Das mutmaßliche Opfer ist heute 23 Jahre alt und Studentin. Als sie zum ersten Mal von dem heute 58-jährigen Mann sexuell missbraucht worden sein soll, war sie gerade sechs – die Tat liegt 17 Jahre zurück. Da soll der Angeklagte, als die Eltern des Mädchens unterwegs waren und er nachmittags beim Erledigen der Hausaufgaben auf ihre Tochter aufpasste, ihr unter das T-Shirt an die Brüste gegriffen haben. Laut Anklage geschah dies, "um sich sexuell zu erregen".
Dies soll jedoch nur der Auftakt einer Reihe von viel schlimmeren, über Jahre anhaltenden sexuellen Übergriffen auf die Schülerin gewesen sein. Der Staatsanwalt wirft dem Mann vor, zwischen April 2006 und Dezember 2010, als er während der Abwesenheit der Eltern einige Stunden auf das Mädchen aufpasste, das Kind mindestens 20 Mal schwer sexuell missbraucht zu haben. Teilweise habe er ihr auch seinen erigierten Penis gezeigt. Anschließend habe er sie Spiele auf seinem Handy spielen lassen, ihr aber auch pornografische Abbildungen aus Zeitschriften oder Filme gezeigt sowie verschiedene Sexstellungen anhand ihrer Barbiepuppen.
Angeklagter: "Nichts von allem stimmt"
Was sagt der Angeklagte dazu? Er bestreitet jeglichen sexuellen Übergriff auf das Mädchen. Er habe ihr auch keine Pornos gezeigt. "Warum erzählt sie das dann, wenn gar nichts war?", fragt ihn der Vorsitzende Richter. Antwort: "Keine Ahnung." Auch auf den Hinweis des Gerichts, dass – falls die Vorwürfe zuträfen – vor der Vernehmung des Geschädigten der richtige Zeitpunkt für ein strafmilderndes Geständnis wäre, bleibt der 58-Jährige dabei: Nichts davon stimme.

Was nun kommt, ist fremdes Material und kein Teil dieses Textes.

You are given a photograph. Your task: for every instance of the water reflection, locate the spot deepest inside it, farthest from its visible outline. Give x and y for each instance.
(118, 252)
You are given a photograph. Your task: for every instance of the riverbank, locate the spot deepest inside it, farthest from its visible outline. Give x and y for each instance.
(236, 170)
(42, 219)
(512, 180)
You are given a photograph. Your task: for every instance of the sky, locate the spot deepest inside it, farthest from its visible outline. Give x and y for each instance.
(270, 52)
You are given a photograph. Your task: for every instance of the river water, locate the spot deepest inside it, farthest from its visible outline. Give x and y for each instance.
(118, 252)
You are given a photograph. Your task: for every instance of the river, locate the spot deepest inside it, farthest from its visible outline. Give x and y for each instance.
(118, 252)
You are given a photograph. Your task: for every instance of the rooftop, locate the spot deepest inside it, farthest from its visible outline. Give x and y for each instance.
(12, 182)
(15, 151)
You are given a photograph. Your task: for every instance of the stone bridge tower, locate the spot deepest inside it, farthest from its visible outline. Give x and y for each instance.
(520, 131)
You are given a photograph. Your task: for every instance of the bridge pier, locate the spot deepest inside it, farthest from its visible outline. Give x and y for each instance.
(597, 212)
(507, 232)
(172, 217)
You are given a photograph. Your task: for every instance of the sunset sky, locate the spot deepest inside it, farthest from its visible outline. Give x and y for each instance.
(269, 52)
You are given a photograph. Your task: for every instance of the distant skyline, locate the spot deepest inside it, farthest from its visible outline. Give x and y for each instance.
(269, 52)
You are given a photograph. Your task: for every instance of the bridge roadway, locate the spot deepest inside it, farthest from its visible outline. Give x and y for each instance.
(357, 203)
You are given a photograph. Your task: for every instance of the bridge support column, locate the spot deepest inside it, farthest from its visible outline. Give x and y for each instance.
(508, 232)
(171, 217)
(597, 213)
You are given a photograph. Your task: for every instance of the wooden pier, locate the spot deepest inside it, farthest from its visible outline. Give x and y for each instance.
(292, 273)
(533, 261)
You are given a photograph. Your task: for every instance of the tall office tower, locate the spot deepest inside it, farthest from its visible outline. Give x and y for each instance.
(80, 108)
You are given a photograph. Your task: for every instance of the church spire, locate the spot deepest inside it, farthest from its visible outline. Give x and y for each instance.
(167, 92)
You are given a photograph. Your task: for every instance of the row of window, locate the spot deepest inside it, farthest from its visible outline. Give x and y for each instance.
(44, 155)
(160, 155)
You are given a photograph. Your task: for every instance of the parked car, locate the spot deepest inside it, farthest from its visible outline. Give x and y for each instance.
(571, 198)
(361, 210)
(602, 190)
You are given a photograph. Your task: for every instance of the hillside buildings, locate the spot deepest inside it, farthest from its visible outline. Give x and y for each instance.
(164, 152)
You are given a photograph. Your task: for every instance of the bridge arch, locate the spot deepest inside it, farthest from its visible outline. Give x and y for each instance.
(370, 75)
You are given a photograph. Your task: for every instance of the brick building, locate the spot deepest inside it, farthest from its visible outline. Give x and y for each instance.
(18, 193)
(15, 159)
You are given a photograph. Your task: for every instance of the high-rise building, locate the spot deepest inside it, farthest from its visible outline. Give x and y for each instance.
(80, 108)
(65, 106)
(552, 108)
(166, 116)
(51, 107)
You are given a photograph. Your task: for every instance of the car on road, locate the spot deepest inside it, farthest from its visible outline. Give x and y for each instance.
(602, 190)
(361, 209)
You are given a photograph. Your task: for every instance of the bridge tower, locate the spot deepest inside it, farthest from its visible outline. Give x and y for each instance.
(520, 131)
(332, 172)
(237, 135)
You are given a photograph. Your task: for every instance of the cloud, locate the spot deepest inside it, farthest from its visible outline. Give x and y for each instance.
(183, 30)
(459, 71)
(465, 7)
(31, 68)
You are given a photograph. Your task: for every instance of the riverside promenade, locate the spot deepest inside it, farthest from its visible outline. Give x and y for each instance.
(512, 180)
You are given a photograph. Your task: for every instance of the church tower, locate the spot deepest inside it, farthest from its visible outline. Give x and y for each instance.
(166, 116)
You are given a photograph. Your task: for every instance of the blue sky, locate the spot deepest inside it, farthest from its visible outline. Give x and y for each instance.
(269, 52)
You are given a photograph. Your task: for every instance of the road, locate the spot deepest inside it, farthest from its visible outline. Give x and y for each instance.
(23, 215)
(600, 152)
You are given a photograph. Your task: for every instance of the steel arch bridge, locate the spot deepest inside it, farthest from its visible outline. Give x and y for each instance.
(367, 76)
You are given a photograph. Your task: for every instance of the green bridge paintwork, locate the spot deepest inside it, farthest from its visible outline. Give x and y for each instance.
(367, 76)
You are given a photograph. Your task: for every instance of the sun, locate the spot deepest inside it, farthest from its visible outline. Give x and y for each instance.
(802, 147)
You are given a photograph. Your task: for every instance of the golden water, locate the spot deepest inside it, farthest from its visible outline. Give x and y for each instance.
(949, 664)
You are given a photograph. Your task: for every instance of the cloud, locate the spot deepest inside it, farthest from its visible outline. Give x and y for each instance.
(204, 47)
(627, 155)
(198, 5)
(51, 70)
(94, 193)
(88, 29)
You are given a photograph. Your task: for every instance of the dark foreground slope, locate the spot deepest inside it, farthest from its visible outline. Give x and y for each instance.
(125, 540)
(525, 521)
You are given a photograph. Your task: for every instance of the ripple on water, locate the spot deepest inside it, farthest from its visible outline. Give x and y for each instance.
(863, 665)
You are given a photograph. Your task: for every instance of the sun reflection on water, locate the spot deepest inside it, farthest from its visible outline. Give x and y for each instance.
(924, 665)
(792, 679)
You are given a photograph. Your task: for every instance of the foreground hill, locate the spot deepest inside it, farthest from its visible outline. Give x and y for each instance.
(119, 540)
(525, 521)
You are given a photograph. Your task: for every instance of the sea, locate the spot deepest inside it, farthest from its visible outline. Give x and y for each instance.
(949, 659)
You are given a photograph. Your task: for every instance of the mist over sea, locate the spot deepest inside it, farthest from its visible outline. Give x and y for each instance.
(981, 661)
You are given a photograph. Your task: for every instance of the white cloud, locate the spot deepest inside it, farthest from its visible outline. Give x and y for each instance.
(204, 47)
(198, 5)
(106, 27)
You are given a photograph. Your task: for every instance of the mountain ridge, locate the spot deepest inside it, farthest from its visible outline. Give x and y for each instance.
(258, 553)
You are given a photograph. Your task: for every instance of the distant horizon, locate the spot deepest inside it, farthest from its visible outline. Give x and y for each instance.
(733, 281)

Also muss die 23-Jährige, die als mutmaßliches Tatopfer auch als Nebenklägerin auftritt, in den Zeugenstand. Erst vor knapp zwei Jahren, im Frühjahr 2021, hat sie Anzeige erstattet. Anlass war eine Panikattacke, als sie in dem Dorf im Landkreis Schweinfurt, in dem ihre Familie und auch der Angeklagte wohnten, am Anwesen des 58-Jährigen nicht vorbeigehen konnte aus Angst, ihm zu begegnen. Einen Umweg habe sie genommen und sich zuhause in ihrem Zimmer verkrochen. Da erst habe sie – nachdem ihre Mutter sie bedrängte – den Mut gehabt, ihren Eltern von den schon Jahre zurückliegenden sexuellen Übergriffen des Mannes zu erzählen, der früher mal ihr "Lieblingsonkel" gewesen sei.
Eltern waren ahnungslos
"Geschockt" und "aufgelöst" seien ihre Eltern gewesen, sagt die Zeugin. Warum hat sie ihnen nicht viel früher davon berichtet? Aus Angst, ihr könnte nicht geglaubt werden, sagt sie. Ihre Mutter sagt, die Tochter habe außerdem befürchtet, "dass die Familie dann kaputtgeht, und sie ist schuld daran". Freundinnen hatte sich die heute 23-Jährige früher geöffnet. Nachdem sie es ihre Eltern gesagt hatte, erstatteten sie Strafanzeige.
Der Angeklagte ist kein echter Onkel der Nebenklägerin, geht aber in die weitere Verwandtschaft – mit der über das heikle Thema jedoch nicht gesprochen worden sei, sagt der Vater. Er habe von den sexuellen Übergriffen "nichts geahnt", darüber zu reden, scheint ihm schwer zu fallen. Die Mutter spricht im Zeugenstand Klartext über die konkreten sexuellen Handlungen, von denen ihre Tochter berichtet habe. Ihrer Schwester habe sie davon erzählt, weil diese auch Mädchen im Alter ihrer Tochter habe und der Angeklagte in Kontakt mit dieser Familie stehe.
Nach den Aussagen der Geschädigten und ihrer Eltern "hängt die Latte im Strafrahmen denkbar hoch", sagt der Oberstaatsanwalt am Ende des ersten Verhandlungstages. Er deutet damit an, dass er den gegenteiligen Aussagen des Angeklagten wohl keinen Glauben schenkt. Am Mittwoch, 25. Januar, 9 Uhr, wird der Prozess fortgesetzt.